Eskişehir benim ikinci yurdum
Ben her şeyimi ona borçluyum
Önceleri çiğdim,piştim,kavruldum
Ben her şeyimi ona borçluyum.
Dua edem toprağına taşına
Kötü hal gelmesin onun başına
Alışmışım kültürüne, aşına
Ben her şeyimi ona borçluyum
Geldiğim yıllarda yalnız kalmıştım
Zaman ile her şeyine alıştım
Sizin gibi dostlar ile buluştum
Ben her şeyimi ona borçluyum...
Gönlü ve yüreği vatan ve memleket aşkıyla dolu şairimizin ismini gönül defterime yazdım yıllar önce…
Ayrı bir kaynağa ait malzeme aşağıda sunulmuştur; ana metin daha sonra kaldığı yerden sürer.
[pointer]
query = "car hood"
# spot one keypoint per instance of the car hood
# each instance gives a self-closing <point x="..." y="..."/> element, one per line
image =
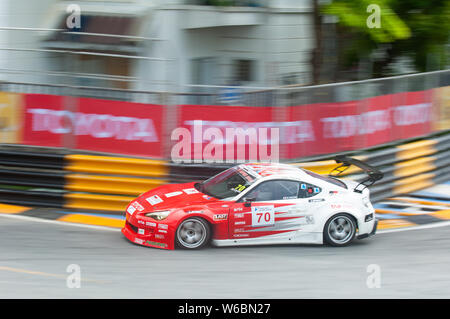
<point x="173" y="196"/>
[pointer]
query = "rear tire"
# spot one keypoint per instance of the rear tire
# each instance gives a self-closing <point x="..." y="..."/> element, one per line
<point x="340" y="230"/>
<point x="193" y="233"/>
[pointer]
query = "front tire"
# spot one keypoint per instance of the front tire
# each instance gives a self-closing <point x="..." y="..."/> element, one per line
<point x="339" y="230"/>
<point x="193" y="233"/>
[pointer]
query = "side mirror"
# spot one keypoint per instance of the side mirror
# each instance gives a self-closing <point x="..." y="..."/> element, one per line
<point x="248" y="200"/>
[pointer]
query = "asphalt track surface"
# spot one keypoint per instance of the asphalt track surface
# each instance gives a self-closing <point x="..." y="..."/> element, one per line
<point x="35" y="254"/>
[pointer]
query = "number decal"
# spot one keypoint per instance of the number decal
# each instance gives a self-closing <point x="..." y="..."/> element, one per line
<point x="263" y="216"/>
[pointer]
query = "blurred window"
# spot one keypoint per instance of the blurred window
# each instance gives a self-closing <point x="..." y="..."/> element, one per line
<point x="275" y="190"/>
<point x="243" y="70"/>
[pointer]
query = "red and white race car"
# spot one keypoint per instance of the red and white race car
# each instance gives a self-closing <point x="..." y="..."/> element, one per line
<point x="257" y="203"/>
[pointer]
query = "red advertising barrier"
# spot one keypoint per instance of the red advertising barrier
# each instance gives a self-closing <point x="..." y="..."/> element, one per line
<point x="96" y="125"/>
<point x="220" y="133"/>
<point x="307" y="130"/>
<point x="224" y="133"/>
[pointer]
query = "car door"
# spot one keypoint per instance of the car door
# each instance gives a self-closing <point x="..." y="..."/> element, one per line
<point x="275" y="208"/>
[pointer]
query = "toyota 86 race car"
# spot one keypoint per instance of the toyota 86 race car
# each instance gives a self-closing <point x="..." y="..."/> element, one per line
<point x="256" y="203"/>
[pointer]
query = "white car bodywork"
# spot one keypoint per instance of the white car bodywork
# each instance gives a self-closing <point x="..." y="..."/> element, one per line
<point x="312" y="213"/>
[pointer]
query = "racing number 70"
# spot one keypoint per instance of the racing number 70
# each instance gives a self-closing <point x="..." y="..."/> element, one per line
<point x="263" y="215"/>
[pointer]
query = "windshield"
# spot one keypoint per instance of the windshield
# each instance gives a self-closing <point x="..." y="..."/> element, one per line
<point x="229" y="183"/>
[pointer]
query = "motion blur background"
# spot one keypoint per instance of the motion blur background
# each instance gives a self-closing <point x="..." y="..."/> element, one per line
<point x="118" y="76"/>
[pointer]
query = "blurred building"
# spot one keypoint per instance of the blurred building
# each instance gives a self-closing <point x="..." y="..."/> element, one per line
<point x="157" y="45"/>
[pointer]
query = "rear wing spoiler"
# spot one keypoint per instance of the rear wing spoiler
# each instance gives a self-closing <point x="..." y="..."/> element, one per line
<point x="373" y="174"/>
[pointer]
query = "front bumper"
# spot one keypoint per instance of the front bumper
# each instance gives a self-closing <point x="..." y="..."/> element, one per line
<point x="150" y="234"/>
<point x="373" y="232"/>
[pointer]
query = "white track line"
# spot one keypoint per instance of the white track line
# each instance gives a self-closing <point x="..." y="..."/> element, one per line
<point x="41" y="220"/>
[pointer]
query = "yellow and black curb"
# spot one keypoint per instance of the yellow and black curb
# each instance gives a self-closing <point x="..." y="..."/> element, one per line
<point x="49" y="178"/>
<point x="425" y="207"/>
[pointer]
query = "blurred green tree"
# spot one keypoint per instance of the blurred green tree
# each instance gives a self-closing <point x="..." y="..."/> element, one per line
<point x="418" y="29"/>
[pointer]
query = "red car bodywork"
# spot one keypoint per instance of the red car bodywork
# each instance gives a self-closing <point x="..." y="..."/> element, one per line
<point x="227" y="218"/>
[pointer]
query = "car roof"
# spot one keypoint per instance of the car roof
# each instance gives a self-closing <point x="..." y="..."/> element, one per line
<point x="274" y="170"/>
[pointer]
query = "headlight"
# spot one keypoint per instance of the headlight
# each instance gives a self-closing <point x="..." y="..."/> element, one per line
<point x="159" y="215"/>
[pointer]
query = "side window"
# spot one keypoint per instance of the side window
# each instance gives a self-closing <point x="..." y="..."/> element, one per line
<point x="275" y="190"/>
<point x="308" y="190"/>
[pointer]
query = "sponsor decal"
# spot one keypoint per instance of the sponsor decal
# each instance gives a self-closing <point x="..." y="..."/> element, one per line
<point x="306" y="220"/>
<point x="154" y="243"/>
<point x="131" y="210"/>
<point x="168" y="195"/>
<point x="194" y="212"/>
<point x="218" y="217"/>
<point x="155" y="199"/>
<point x="190" y="191"/>
<point x="263" y="216"/>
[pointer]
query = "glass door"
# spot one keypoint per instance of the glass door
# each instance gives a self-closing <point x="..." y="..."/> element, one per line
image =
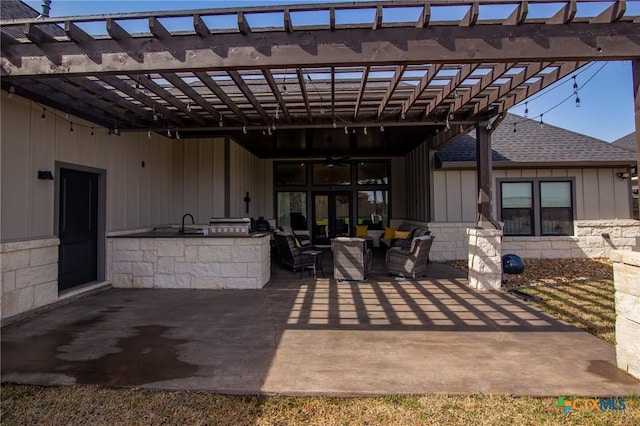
<point x="331" y="216"/>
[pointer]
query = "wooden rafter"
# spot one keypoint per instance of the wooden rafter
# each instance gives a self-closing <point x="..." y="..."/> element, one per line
<point x="221" y="94"/>
<point x="424" y="82"/>
<point x="160" y="109"/>
<point x="101" y="92"/>
<point x="363" y="85"/>
<point x="397" y="76"/>
<point x="246" y="91"/>
<point x="277" y="94"/>
<point x="305" y="97"/>
<point x="464" y="72"/>
<point x="179" y="84"/>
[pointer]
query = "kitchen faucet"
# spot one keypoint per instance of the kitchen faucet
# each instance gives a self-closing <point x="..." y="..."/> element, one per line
<point x="183" y="218"/>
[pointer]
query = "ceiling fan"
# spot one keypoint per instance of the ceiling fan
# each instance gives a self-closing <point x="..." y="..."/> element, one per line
<point x="336" y="162"/>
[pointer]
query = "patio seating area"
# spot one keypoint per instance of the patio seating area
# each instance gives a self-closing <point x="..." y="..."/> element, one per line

Gümüşhaneliler Derneğimizin yıllardır “Porsuk ile Harşit’in dostluğu ve kardeşliği” adına yaptığı tüm programlarda bizi hiç yalnız bırakmadı.
O’nu, şiir okuması için sahneye davet etmekten büyük bir haz alırdım.
Hangi şiirini okuyacak diye bir merak uyanırdı içimde.
Gözlerindeki şükran duygusu ve gönlünden kopan şiirleri sıcak bir okşayış gibi programlarda yüreğimizi ısıtırdı.
***
Bu ziyaretimizde şiirlerini bir kitapta topladığını ve 2022 yılının Temmuz ayında “ŞAHİN’İN RÜYASI” adlı şiir kitabını çıkardığını söyleyince içimde sevinç güvercinleri havalandı.
Hediye ettiği birbirinden anlamlı “memleket ve gurbet kokan” şiirlerinin yer aldığı kitabını okuyurum şimdi.
Ahhh..Be Bilal abi!
Yine gözlerimi yaşarttın. Bu sefer şiirlerinle değil yaşadıklarınla.
Kısa zamanda iyileşip tekrar aramıza dönmeni bekliyoruz.
Rabbimizin “şafi” ismi hürmetine tez zamanda muzdarip olduğun hastalıktan kurtulman için dua ediyoruz.
Bugüne kadar her zorluğu aştığın gibi bu zor günleride dilerim aşarsın.
Çünkü o mümbit gönlünde demlenen ve kağıda yazman için sıra bekleyen daha nice gül kokan şiirlerin olacak bize okuyacağın!
Güler yüzlü, merhametli, şefkatli, vefalı şairim.